Ponad 30 tys. złotych straciła 38-latka. Kobieta chciała zakupić kryptowalutę Bitcoin, a skończyło się na tym, że sprawcy przejęli konto i przelali pieniądze na konto na Cyprze.
Coraz więcej przypadków oszustw bankowych na tzw. zdalny pulpit
Do kraśnickiej komendy zgłosiła się wczoraj 38-letnia mieszkanka powiatu kraśnickiego. Kobieta poinformowała policjantów o oszustwie przy zakupie kryptowaluty Bitcoin.

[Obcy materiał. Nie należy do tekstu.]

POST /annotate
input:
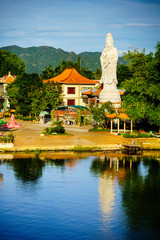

W tym celu kilka dni wcześniej zarejestrowała się poprzez odnalezioną w sieci stronę internetową podając tam swoje dane osobowe. Skontaktowała się z nią kobieta, która zaproponowała dokonanie przelewu wstępnego na wskazany rachunek bankowy w kwocie ponad tysiąca złotych.
Po wpłacie, do kobiety rozdzwoniły się telefony od rzekomych doradców biznesowych. Następnie została poproszona o wejście na kolejną stronę, została tak zmanipulowana podczas rozmowy, że przekazała przy tej okazji numer swojej karty kredytowej.
Wskutek powstałych problemów z rejestracją na kolejnych stronach, rzekomi doradcy polecili 38-latce zainstalowanie aplikacji na komputerze, co też uczyniła. Następnie kobieta miała otrzymywać SMS-y autoryzacyjne z banku na numer swojego telefonu.
Dzięki temu sprawcy mogli dokonać przelewu pieniędzy z konta, a także zaciągnęli pożyczkę na zgłaszającą. Łącznie kwota poniesionych strat wyniosła ponad 30 tysięcy złotych, pieniądze trafiły prawdopodobnie na cypryjskie konto.